You surf the world wide web, you scroll through social media feeds, read articles, shop online, and respond to email through the incredible invention of the internet. We’re all driving on the internet superhighway, but are we aware of what it means to be safe when we’re online? You know when driving in a car, you need to wear your seatbelts. You need to signal when changing lanes (well, some people do), and at a stop sign, make sure the car comes to a “full and complete” stop before waiting two seconds and proceeding forward if there is no other oncoming traffic.

People driving on the road find shortcuts or easier ways to evade some of the road’s safety rules. You might not always signal when turning or changing lanes, and I’ve seen many people who roll through stop signs, where they slow down, and if traffic is not coming, they make the turn. While these aren’t dangerous, people get comfortable with unsafe driving habits, which is very similar to unsafe internet surfing habits.

1. Double Check Links and Attachments Before Clicking
When you’re driving and the need arises to change lanes or turn onto another road, you have a flashing orange light on either side of the car to signal to other drivers your desire to change position. Like signaling a lane change or turning, users want to check any links or attachments they receive in their email. The email will not be malicious most of the time, like not signaling will not result in an accident. However, like not signaling, you run the risk the email is not malicious and could lead to a cybercriminal gaining access to your computer, the organization’s network, or worse, leading to data theft and damage to the brand.

Cybercriminals will send phishing or socially engineered emails to thousands of email accounts with a message that may be too good to be true, like winning money or striking curiosity with an attached file containing information the user needs to see. The cybercriminal’s expectation is not for everyone, but to get several people to open the email and click the link.  When you receive emails, it’s essential to be aware of proper thought processes, like “am I expecting this email?” or “do I know the sender?” or “why do I need to click the link?” Stopping and making sure the lane is clear or stopping to ensure the link is safe will provide a safer experience for you when surfing online.

2. Make Sure That Clickbait Isn’t Malicious
Coming to a “full and complete” stop in the car allows you to take a moment and check for oncoming traffic before proceeding into the intersection or making a turn. This action is a moment to stop and verify traffic. When surfing the web, you will come across links, advertisements or memes, which are humorous images with a saying that spreads rapidly online. All of these encourage you to click and follow the story — otherwise known as clickbait. These clickbait links help marketing companies track clicks of users interested in seeing the material. However, these advertisements may come from other third-party sources, which may not be vetted by the marketing service and can expose you to malicious code loading onto your device.

This code can allow cybercriminals to steal personally identifiable information, credit card numbers and other sensitive information. To guarantee a safer internet experience, when you sees those “too good to be true” or enticing messages about a celebrity’s latest escapade, you may want to ignore it, or if it’s really of interest, do an additional Google search to make sure that it’s valid. This step provides the chance to get a reputable link and site to read about the story further and avoid the unnecessary opportunity to have malware installed on your system.

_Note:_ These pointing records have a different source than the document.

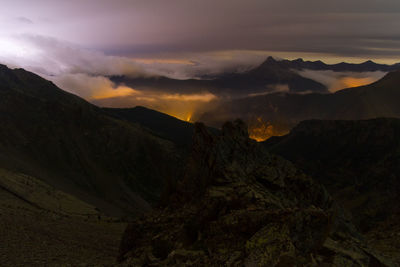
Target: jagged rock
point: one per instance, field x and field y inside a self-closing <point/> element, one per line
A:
<point x="238" y="205"/>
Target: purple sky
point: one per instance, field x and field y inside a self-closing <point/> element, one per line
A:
<point x="154" y="28"/>
<point x="78" y="43"/>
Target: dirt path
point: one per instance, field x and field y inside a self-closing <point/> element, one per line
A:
<point x="33" y="237"/>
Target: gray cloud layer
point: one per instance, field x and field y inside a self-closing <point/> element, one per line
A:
<point x="367" y="28"/>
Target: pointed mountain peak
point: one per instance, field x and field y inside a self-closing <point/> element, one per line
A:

3. Be Aware of Webcam Security Issues
Putting on your seatbelt in the car is necessary to protect yourself while driving. In the unfortunate event that you have a fender bender or another type of car accident, it reduces the risk of being thrown into the windshield or possibly smashing your head into the steering wheel. The seatbelt is designed to protect you while you’re driving, and a webcam cover can protect you from hackers watching you online. You’re online all the time with your laptops, smartphones and tablets. Most times, you may not be aware or forget that you have a webcam staring back at you. These webcams are a target of predators when they gain access to someone’s laptop.

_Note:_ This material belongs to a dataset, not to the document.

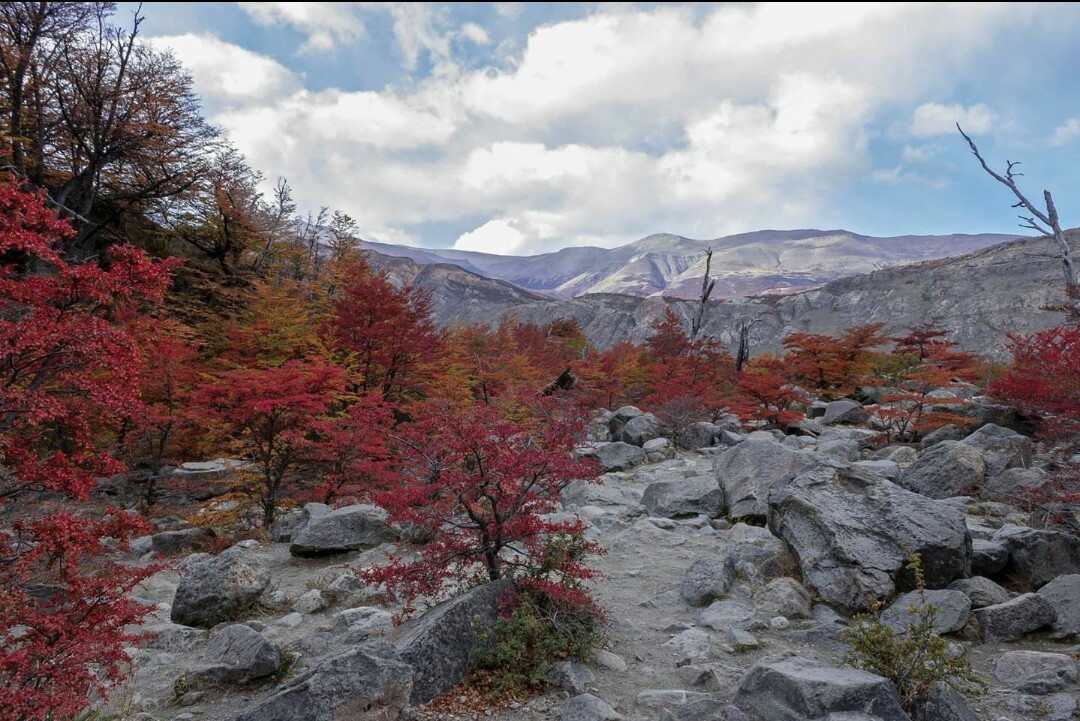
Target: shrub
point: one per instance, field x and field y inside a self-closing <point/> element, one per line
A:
<point x="914" y="661"/>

Most cybercriminals go after Windows machines with webcams because they are easier to infect with malware, and most people do not cover their webcams. Cybercriminals are sophisticated to access the laptop and disable the LED light from turning on when they activate the camera. It’s critical to either put a piece of tape over the lens or get a webcam cover, as they are inexpensive to buy online. Like the seatbelt to protect you while you’re driving, having a webcam cover can protect you from someone capturing you when they’re in front of a computer.

Think Before You Click!

Whenever you’re online, you assume a risk that you could experience a data breach or hack by cybercriminals. This risk is similar to driving on the road, and we’re alert to other drivers to avoid a car accident and suffer the potential increased costs of our driver’s insurance. Unless you’re a large organization, you can get cyber insurance, but not for individuals. You have to implement your risk measures to protect yourself online on an individual level. Whether that’s checking email links to avoid a phishing attack, verifying clickbait articles that seem too good to be true or even putting tape over your webcam, these measures can provide you with an overall safer internet experience.